Re: [Caml-list] Extracting information from HTML documents

Mailing list for all users of the OCaml language and system.
 help / color / mirror / Atom feed

From: Florent Monnier <monnier.florent@gmail.com>
To: Gerd Stolpmann <info@gerd-stolpmann.de>
Cc: "José Romildo Malaquias" <j.romildo@gmail.com>, caml-list@inria.fr
Subject: Re: [Caml-list] Extracting information from HTML documents
Date: Sat, 23 Feb 2013 13:40:28 +0100	[thread overview]
Message-ID: <CAE1DttBdrpW1-gq7GVTN6eVSY73bma95Lt2VKTyYDsSXRis1zg@mail.gmail.com> (raw)
In-Reply-To: <1361522580.4875.1@samsung>

2013/2/22, Gerd Stolpmann <info@gerd-stolpmann.de> :
> Am 23.01.2013 21:52:29 schrieb(en) José Romildo Malaquias:
>> Hello.
>>
>> tagsoup[1][2] is a Haskell library for parsing and extracting
>> information from (possibly malformed) HTML/XML documents.
>>
>> tagsoup provides a basic data type for a list of unstructured tags, a
>> parser to convert HTML into this tag type, and useful functions and
>> combinators for finding and extracting information.
>>
>> Is there a similar library for OCaml?
>>
>> I want to write an application which will need to extract some
>> information from HTML documents from the web. tagsoup helps a lot in
>> the Haskell version of my program. Which OCaml libraries can help me
>> with that when porting the application to OCaml?
>>
>> [1] http://community.haskell.org/~ndm/tagsoup/
>> [2] http://hackage.haskell.org/package/tagsoup
>>
>>
>> Romildo
>
> Well, not really identical, but there is at least a robust HTML parser
> in OCamlnet:
>
> http://projects.camlcity.org/projects/dl/ocamlnet-3.6.3/doc/html-main/Nethtml.html
>
> Homepage: http://projects.camlcity.org/projects/ocamlnet.html
>
> This parser was once used for Mylife's profile extractor (grabbing data
> from profile pages of social networks), and is proven to handle
> absolutely bad HTML well. XML should also be no problem.
>
> Gerd

There's also xmlerr:
http://www.linux-nantes.org/%7Efmonnier/ocaml/xmlerr/

but xmlerr is an alpha, experimental, hobbyist, not professional thing.
Not all but some parts of its code are very quick-n-dirty.
I've written it for my own use to read HTML web-pages,
and I'm using it quite often since several years now.
99.9% of the time it does what I expect from it.
It's not able to read XML files that are several Go,
because it first loads the content in a string and then parses from it
which was a very poor choice, but at the beginning I was only using it
to load HTML web-pages.

Don't expect something of the quality of Nethtml, xmlm and xml-light!

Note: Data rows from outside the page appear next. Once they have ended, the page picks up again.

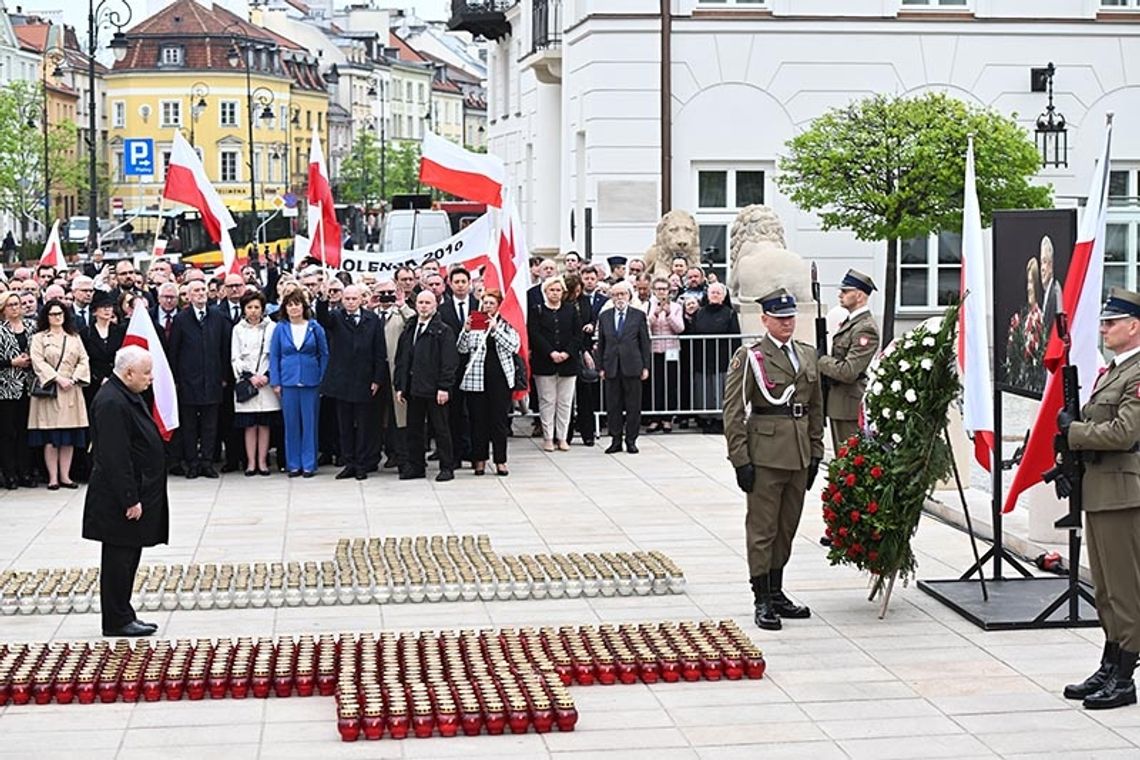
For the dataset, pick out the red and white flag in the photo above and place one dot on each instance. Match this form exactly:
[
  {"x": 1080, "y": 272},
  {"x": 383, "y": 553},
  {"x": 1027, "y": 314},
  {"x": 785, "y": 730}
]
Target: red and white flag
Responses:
[
  {"x": 1081, "y": 300},
  {"x": 470, "y": 176},
  {"x": 140, "y": 332},
  {"x": 972, "y": 343},
  {"x": 324, "y": 229},
  {"x": 53, "y": 251},
  {"x": 187, "y": 182}
]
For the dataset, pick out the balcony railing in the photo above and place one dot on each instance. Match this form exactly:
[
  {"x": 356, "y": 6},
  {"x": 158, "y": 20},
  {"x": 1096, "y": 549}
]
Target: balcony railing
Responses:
[
  {"x": 486, "y": 18},
  {"x": 546, "y": 24}
]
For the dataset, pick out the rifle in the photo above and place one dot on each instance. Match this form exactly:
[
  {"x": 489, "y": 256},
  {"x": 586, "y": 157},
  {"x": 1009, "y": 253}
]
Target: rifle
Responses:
[
  {"x": 1067, "y": 473},
  {"x": 821, "y": 332}
]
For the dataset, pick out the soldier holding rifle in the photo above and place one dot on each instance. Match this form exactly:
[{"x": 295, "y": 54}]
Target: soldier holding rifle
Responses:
[{"x": 1108, "y": 432}]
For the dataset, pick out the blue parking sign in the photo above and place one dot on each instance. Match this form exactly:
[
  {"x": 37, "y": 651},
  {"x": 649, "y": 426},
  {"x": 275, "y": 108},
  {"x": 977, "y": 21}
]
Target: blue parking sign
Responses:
[{"x": 138, "y": 157}]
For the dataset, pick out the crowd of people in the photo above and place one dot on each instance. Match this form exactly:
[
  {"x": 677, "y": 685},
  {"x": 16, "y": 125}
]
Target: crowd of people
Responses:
[{"x": 367, "y": 373}]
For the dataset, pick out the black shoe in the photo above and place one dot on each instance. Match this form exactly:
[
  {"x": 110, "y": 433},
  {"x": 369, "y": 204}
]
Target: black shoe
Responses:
[
  {"x": 132, "y": 628},
  {"x": 783, "y": 606},
  {"x": 764, "y": 614},
  {"x": 1096, "y": 681},
  {"x": 1120, "y": 689}
]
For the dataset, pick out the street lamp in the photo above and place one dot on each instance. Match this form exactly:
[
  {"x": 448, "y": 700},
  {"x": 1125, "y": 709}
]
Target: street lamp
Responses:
[
  {"x": 198, "y": 92},
  {"x": 102, "y": 14}
]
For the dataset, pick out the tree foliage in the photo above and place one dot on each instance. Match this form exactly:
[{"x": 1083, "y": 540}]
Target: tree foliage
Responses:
[{"x": 892, "y": 169}]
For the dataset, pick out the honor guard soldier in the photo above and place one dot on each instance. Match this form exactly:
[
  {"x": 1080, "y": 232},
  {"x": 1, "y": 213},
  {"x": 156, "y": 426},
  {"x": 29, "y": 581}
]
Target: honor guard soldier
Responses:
[
  {"x": 1109, "y": 432},
  {"x": 773, "y": 423},
  {"x": 853, "y": 346}
]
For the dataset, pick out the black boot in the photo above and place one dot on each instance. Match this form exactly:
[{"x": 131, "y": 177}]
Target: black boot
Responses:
[
  {"x": 1120, "y": 688},
  {"x": 765, "y": 614},
  {"x": 784, "y": 606},
  {"x": 1096, "y": 681}
]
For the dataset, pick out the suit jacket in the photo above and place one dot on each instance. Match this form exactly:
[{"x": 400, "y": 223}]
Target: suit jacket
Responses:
[
  {"x": 357, "y": 354},
  {"x": 853, "y": 348},
  {"x": 628, "y": 353},
  {"x": 292, "y": 367},
  {"x": 200, "y": 356},
  {"x": 129, "y": 467},
  {"x": 781, "y": 442},
  {"x": 1110, "y": 428},
  {"x": 429, "y": 365}
]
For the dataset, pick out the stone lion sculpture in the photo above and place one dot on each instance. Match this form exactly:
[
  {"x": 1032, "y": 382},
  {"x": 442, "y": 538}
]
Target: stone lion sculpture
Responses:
[
  {"x": 676, "y": 236},
  {"x": 759, "y": 260}
]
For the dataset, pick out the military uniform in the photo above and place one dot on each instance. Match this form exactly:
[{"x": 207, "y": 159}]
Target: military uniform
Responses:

I've never used Nethtml so I cannot say anything about it, but
from what I can see from the interface is that the type is:

type document =
  | Element of (string * (string * string) list * document list)
  | Data of string

XmlErr's type is:

type attr = string * string
type t =
  | Tag of string * attr list  (** opening tag *)
  | ETag of string  (** closing tag *)
  | Data of string  (** PCData *)
  | Comm of string  (** Comments *)

type html = t list

As a result xmlerr will be able to return a plain representation of:
<bold><i>text</bold></i>

So it seems that Nethtml will return something corrected.
Xmlerr doesn't, it only returns what it seems.

Also Xmlerr parses comments because sometimes what I want to get is there.
Xmlerr only returns junk for the very XML specific things like <?xml
and <! things,
as a result it's not possible to use xmlerr to read, correct and print
back corrected HTML when there are these kind of elements.

The last release also provides a command line utility "htmlxtr".
This "thing" doesn't require any ocaml programming, it's a basic
command line tool.
What htmlxtr does is to "untemplate" templated parts of a web-page
(but in a very basic way) and print the extracted things on stdout
(read man ./htmlxtr.1 for more informations).
I'm interested by suggestions to improve it.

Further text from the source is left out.